American officials brought back three U.S. Marines who were responsible for lowering the flag in 1961 when the U.S. government cut off ties with Cuba during the peak of the Cold War. A wave of Americans were in attendance, including members of Congress, businessmen and women and academics who have lobbied for the changes. The American building was only redesignated as a U.S. Embassy last month. Before that, it served as the U.S. Interests Section since 1977. In that form, it was the focus of decades of anti-American protests, with Cubans once erecting 138 flagpoles to block the view of the building.
Friday morning’s ceremony wasn’t without controversy. Cuba dissidents were not on hand for the flag raising. As a compromise, dissidents and other Cubans were invited to the residence of the U.S. mission’s chief later in the day. Secretary of State addressed the attendees during the ceremony. “We are gathered here because our leaders made a courageous decision to stop being prisoners of history,” “My friends, it doesn’t take a GPS to realize that the road of mutual isolation and estrangement that the United States and Cuba were traveling is not the right one and that the time has come for us to move in a more promising direction,” Kerry said. “In the United States, that means recognizing that U.S. policy is not the anvil on which Cuba’s future will be forged.”
Disputes still exist between the two countries in regards to economic reparations including: Cuba’s call for an end to the 53-year-old trade embargo and American calls for Cuba to improve on democracy. “We are all aware that, notwithstanding President Obama’s new policy, the overall U.S. embargo on trade with Cuba remains in place and can only be lifted by Congressional action — a step we strongly favor,” Kerry said.

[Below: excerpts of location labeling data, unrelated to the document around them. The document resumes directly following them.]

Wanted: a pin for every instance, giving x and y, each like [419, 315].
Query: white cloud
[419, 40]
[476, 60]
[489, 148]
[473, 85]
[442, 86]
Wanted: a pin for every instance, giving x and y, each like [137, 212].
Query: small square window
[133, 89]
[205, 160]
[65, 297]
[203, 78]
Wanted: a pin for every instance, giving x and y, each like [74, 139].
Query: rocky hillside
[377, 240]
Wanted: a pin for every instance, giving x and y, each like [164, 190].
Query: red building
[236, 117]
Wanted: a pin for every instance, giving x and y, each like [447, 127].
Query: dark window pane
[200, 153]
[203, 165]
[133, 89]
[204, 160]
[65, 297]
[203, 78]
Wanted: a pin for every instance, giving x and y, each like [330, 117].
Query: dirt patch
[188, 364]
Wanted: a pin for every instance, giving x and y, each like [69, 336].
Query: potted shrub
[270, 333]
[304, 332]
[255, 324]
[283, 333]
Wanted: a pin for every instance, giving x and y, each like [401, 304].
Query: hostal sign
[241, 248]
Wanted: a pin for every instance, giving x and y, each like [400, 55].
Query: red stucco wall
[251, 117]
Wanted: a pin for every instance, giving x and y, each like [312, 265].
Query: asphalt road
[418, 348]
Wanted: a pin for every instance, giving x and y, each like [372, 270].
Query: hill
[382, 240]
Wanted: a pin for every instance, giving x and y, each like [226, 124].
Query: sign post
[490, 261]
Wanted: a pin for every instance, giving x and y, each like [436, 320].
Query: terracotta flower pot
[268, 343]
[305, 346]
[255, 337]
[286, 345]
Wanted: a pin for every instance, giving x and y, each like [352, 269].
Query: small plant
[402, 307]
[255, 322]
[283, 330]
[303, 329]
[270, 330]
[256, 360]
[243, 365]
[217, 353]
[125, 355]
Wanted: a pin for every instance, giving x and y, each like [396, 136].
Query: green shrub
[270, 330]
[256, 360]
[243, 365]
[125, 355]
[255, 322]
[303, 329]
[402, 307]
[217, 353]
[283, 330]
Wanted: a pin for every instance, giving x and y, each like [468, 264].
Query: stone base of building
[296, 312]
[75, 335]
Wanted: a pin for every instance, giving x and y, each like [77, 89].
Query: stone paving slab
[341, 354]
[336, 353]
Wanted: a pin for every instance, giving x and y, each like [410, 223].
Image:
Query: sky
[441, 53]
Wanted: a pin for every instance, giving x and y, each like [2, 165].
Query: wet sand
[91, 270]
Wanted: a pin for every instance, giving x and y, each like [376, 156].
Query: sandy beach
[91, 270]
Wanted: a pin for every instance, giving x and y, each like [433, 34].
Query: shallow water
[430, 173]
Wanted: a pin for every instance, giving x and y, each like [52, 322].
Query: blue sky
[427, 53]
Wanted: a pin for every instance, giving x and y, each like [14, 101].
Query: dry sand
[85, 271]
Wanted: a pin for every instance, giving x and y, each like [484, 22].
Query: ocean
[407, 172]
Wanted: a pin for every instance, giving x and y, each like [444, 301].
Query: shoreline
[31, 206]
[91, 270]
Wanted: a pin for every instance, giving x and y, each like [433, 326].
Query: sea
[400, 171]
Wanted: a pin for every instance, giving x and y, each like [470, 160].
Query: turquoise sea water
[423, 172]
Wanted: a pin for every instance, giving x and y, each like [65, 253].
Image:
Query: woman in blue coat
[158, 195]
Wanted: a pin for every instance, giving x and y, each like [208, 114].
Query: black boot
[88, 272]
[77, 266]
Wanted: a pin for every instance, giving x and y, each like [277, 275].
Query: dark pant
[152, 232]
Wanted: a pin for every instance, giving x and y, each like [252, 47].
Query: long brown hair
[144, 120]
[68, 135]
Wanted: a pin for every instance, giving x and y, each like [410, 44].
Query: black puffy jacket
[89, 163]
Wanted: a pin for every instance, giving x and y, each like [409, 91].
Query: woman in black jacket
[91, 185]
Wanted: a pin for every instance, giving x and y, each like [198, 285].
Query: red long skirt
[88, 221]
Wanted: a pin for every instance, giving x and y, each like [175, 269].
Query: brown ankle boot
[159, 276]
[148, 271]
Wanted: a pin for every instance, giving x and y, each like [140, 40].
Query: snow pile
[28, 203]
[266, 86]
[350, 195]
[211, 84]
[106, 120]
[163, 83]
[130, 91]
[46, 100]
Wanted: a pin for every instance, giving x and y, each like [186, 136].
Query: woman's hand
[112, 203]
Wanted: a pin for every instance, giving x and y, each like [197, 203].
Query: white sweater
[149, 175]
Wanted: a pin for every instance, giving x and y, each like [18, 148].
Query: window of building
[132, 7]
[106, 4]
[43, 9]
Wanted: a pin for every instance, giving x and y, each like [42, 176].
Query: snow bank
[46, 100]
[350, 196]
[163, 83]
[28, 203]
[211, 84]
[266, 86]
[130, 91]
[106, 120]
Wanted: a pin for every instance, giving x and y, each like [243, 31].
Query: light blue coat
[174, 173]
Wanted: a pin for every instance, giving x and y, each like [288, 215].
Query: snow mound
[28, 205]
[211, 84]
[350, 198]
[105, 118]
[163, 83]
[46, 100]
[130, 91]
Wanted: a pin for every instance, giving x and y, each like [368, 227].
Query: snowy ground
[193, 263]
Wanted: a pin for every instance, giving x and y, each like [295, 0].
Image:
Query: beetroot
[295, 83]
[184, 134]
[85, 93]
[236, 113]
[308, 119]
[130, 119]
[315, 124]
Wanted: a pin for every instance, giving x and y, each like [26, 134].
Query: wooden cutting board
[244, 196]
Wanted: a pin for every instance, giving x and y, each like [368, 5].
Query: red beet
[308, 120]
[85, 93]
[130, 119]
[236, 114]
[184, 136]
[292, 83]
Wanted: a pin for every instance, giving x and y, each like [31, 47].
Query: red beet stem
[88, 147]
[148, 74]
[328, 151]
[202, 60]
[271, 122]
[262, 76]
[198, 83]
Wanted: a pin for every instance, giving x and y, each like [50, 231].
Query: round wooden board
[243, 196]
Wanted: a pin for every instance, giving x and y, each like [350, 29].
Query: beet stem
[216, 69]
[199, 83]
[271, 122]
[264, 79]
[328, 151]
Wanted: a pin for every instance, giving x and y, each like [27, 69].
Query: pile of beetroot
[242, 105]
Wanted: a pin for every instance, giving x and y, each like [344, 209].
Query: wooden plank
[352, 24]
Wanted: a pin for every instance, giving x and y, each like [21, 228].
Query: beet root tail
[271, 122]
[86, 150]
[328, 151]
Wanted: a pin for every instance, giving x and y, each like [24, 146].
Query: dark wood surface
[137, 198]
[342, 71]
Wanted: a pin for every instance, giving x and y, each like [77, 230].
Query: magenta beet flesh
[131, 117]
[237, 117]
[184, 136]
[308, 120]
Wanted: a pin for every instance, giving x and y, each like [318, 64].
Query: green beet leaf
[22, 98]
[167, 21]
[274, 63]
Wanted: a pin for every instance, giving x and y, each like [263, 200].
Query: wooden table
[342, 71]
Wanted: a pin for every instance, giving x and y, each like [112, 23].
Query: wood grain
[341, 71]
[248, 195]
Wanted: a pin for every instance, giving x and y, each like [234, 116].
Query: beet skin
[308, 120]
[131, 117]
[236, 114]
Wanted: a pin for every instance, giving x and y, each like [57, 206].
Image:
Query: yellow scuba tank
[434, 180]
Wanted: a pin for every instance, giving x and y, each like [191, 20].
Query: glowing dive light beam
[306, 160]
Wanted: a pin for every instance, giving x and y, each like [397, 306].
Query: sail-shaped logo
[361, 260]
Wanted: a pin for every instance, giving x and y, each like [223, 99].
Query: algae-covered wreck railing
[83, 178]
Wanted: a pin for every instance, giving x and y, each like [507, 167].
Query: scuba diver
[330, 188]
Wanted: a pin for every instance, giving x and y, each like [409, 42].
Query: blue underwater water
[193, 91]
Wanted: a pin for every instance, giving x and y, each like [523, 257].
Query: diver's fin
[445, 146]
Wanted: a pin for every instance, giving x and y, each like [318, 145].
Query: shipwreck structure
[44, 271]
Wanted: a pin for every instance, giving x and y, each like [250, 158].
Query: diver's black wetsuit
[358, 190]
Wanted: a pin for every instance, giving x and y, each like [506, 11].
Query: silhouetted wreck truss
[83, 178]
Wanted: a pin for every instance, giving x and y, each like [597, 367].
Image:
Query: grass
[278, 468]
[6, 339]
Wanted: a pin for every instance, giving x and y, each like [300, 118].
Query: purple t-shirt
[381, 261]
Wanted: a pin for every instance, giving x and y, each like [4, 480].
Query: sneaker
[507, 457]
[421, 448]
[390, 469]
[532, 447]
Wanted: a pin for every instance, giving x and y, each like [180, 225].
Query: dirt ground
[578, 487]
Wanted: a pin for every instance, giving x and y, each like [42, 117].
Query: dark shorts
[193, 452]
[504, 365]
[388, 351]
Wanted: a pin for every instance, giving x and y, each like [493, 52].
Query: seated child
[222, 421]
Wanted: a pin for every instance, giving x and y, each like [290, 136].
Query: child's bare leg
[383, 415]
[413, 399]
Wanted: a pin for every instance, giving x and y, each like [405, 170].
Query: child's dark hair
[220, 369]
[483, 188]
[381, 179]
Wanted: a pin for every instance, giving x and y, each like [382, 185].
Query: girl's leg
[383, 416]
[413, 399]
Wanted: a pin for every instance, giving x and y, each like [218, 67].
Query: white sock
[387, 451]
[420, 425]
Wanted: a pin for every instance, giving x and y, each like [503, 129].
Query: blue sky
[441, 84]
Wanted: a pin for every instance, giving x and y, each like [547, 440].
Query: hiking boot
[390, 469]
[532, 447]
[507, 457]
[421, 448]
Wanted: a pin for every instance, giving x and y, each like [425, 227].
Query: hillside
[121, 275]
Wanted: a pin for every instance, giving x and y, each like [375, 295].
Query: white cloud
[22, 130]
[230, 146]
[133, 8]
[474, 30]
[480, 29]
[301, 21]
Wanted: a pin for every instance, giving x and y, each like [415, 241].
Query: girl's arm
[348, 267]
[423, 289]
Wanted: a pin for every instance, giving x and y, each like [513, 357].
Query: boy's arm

Republican Senator Marco Rubio blasted the White House administration’s attempt to thaw relations with Cuba saying, “The deal with Cuba threatens America’s moral standing in our hemisphere and around the world, it brings legitimacy to a state sponsor of terror, and further empowers an ally of China and Russia that sits just 90 miles from our shore.” President Barack Obama has eased some travel and business restrictions, but only Congress can lift the 53-year-old embargo, something that is unlikely to happen with Republicans controlling both chambers through the end of his term. Senior administration officials said they are examining what more the President can do to support the Cuban people and Cuban entrepreneurs but said he would be cautious about going too far, too fast.